The good news is that you don’t have to fly high. If you elect to ascend to the middle sky, the Corvalis TT still offers good speed under friendlier conditions. In our case, we strapped on the masks and climbed to 17,500 feet, the highest VFR altitude, and watched the TAS climb to an eventual 213 knots, 3.5 nm a minute. That’s more than half the speed of a typical VLJ at a quarter of the purchase price and probably a sixth of the operating cost.

Forget the 235-knot spec; even at 213 knots, you could easily transit the lower United States in less than a workday with only one fuel stop. This airplane could easily beat door-to-door airline time over substantial distances if you needed to fly to destinations not served by a major-hub airport.

Fuel burn on our flight was about 18.5 gph at the max cruise setting, so our fuel supply would have allowed four hours’ endurance plus reserve, worth an easy 850 nm and then some. Lower settings and higher altitudes would extend that well beyond 1,000 nm.

Like the old Cessna T210, the Corvalis TT thrives on long-distance cruise. The airplane is stable as a table and loves to stretch out and fly to the far horizon. Using reduced power settings, the airplane will log up to 1,250 nm at a sitting. With contoured seats, a copious interior and good soundproofing, both the Corvalis models should make good platforms for owner/operators.

Cessna has fully embraced the Garmin G1000/GFC 700 integrated avionics glass panel, and that system now graces the panel of both of the former Columbia airplanes.
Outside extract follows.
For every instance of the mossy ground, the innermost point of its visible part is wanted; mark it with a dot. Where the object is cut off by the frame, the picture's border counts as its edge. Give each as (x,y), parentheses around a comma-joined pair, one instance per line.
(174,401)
Synthetic vision is the latest avionics miracle, and it re-creates the view ahead so accurately, you’d think you were peering through a forward-looking TV screen. (I flew the latest iteration of Garmin’s Synthetic Vision Technology recently in conjunction with the Sun ’n Fun Air Show, and the artificial depiction of the lakes around Lakeland, Fla., was so accurate, it was missing only the boat wakes.)

The Cessna Corvalis TT joins the Cirrus SR22-G3 Turbo for top fixed-gear honors among the big-cabin four-seaters. Diamond may be introducing its DA50 Super Star in the near future, expanding the class to three models. It should be fun to watch the sales competition between three of general aviation’s most successful companies.

3 Expert G1000 Tips • By Joe Shelton


The G1000 has so many buttons and features that preparing it for flight can be a challenge. There are two things you can do to simplify the process. First, only use the right bezel on the PFD and the left bezel on the MFD. By ignoring the outside bezels—with the exception of the MFD’s FPL button—almost all of the controls you need are contained in the center of the panel. Second, use a flow like a reverse letter W to set up the G1000. Start with the MFD’s FPL button to create or select a flight plan. The flow will then follow along the MFD’s soft keys from right to left, up the MFD’s left bezel, setting altitude, autopilot, heading and NAV frequencies; checking the avionics switch panel; down the PFD’s right bezel checking each of the settings; and finally across the PFD’s soft keys and ending at the bottom left of the PFD.


For a VOR check, you could select each VOR separately and center the CDI to check the VOR radial. But for a quicker and easier VOR check, set the #1 and #2 NAV to the same frequency and turn on both bearing pointer needles. You’ll easily be able to see if both needles indicate the same position. Then use the radial values and differences that the needles show to document the check. If you find that they’re different, then you can determine the precise difference by pressing the CDI button to select each VOR, and then manually center the CDI for each.


The G1000’s Scheduler function allows you to set four different alerts/reminders. Enter the text of the reminder and then set the time as either periodic, one time or event. These are useful for such things as remembering to change fuel tanks, check fuel consumption, check oxygen consumption, check weather, etc. You can also enter an event for reminders like VOR checks, upgrading the G1000 navigation data, annual inspections, etc. The final field on each scheduled item tells the time remaining before the alert is activated.